It was near daybreak; the moon shone faintly in the dull, grey heaven; a small, vaporous rain was sinking from the shapeless clouds; the waning night showed bleak and cheerless to the earth, but cast no mournful or reproving influence over the Pagan's mind. He looked round on his solitary lurking place, and beheld no human figure in its lonely recesses. He looked up at the ramparts, and saw that the sentinels stood silent and apart, wrapped in their heavy watch-cloaks, and supported on their trusty weapons. It was perfectly apparent that the events of his night of suffering and despair had passed unheeded by the outer world.

He glanced back with a shudder upon his wounded and helpless limb; then his eyes fixed themselves upon the wall. After surveying it with an earnest and defiant gaze, he slowly moved the brushwood with his foot, against the small cavity in its outer surface.

'Days pass, wounds heal, chances change,' muttered the old man, departing from his haunt with slow and uncertain steps. 'In the mines I have borne lashes without a murmur—I have felt my chains widening, with each succeeding day, the ulcers that their teeth of iron first gnawed in my flesh, and have yet lived to loosen my fetters, and to close my sores! Shall this new agony have a power to conquer me greater than the others that are past? I will even yet return in time to overcome the resistance of the wall! My arm is crushed, but my purpose is whole!'

CHAPTER 13.

THE HOUSE IN THE SUBURBS.

Retracing some hours, we turn from the rifted wall to the suburbs and the country which its ramparts overlook; abandoning the footsteps of the maimed and darkly-plotting Ulpius, our attention now fixes itself on the fortunes of Hermanric, and the fate of Antonina.

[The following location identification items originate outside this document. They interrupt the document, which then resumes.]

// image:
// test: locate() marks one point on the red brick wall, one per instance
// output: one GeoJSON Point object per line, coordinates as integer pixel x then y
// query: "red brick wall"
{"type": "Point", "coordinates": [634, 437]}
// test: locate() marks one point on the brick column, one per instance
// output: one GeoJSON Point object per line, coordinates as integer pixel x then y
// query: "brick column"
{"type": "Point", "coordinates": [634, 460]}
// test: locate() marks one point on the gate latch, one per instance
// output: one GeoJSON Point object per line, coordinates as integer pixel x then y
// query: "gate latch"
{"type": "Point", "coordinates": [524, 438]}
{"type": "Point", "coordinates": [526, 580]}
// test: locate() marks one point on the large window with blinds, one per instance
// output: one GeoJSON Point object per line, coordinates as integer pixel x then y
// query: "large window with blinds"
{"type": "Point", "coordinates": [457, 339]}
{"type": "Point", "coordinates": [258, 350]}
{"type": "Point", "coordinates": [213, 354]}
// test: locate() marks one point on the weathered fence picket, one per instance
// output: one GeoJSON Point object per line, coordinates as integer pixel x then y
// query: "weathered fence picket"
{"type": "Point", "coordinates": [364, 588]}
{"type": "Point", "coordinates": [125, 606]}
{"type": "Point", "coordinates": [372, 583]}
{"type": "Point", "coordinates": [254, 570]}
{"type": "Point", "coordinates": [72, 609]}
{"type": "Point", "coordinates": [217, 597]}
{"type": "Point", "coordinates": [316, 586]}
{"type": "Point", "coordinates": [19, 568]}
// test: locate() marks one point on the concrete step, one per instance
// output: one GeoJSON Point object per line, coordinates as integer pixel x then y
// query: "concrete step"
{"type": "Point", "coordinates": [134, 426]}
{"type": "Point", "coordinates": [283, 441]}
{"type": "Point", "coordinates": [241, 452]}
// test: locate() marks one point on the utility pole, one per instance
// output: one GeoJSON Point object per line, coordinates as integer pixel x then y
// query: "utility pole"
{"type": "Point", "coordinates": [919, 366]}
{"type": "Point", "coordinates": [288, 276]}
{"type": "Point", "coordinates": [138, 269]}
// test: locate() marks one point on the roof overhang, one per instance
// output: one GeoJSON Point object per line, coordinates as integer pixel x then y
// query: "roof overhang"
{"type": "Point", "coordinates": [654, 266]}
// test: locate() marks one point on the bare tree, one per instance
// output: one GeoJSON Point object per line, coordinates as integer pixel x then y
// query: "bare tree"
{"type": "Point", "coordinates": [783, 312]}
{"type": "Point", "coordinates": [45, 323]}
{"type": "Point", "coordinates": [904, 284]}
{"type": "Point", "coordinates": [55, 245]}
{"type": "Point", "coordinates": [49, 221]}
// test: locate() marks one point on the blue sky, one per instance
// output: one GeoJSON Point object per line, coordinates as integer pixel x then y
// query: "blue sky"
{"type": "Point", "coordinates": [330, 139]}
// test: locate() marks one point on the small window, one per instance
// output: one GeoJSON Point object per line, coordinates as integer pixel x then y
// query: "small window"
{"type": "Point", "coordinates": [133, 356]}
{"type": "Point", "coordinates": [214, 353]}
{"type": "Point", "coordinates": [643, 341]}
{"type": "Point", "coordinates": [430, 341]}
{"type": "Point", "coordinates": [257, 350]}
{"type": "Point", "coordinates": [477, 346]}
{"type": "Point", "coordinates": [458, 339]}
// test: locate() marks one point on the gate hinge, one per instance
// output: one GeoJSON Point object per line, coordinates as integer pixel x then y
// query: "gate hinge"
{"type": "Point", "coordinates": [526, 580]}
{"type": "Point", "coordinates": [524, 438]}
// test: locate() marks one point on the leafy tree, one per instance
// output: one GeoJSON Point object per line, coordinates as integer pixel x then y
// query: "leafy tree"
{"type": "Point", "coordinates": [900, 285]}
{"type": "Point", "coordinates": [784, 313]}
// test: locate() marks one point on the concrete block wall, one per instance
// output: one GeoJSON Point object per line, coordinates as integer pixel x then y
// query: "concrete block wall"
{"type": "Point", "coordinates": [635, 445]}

Although the evening had as yet scarcely closed, the Goth had allotted to the warriors under his command their different stations for the night in the lonely suburbs of the city. This duty performed, he was left to the unbroken solitude of the deserted tenement which now served him as a temporary abode.

The house he occupied was the last of the wide and irregular street in which it stood; it looked towards the wall beneath the Pincian Mount, from which it was separated by a public garden about half a mile in extent. This once well-thronged place of recreation was now totally unoccupied. Its dull groves were brightened by no human forms; the chambers of its gay summer houses were dark and desolate; the booths of its fruit and flower-sellers stood vacant on its untrodden lawns. Melancholy and forsaken, it stretched forth as a fertile solitude under the very walls of a crowded city.

And yet there was a charm inexpressibly solemn and soothing in the prospect of loneliness that it presented, as its flower-beds and trees were now gradually obscured to the eye in the shadows of the advancing night. It gained in its present refinement as much as it had lost of its former gaiety; it had its own simple attraction still, though it failed to sparkle to the eye with its accustomed illuminations, or to please the ear by the music and laughter, which rose from it in times of peace. As he looked forth over the view from the terrace of his new abode, the remembrance of the employments of his past and busy hours deserted the memory of the young Goth, leaving his faculties free to welcome the reflections which night began insensibly to awaken and create.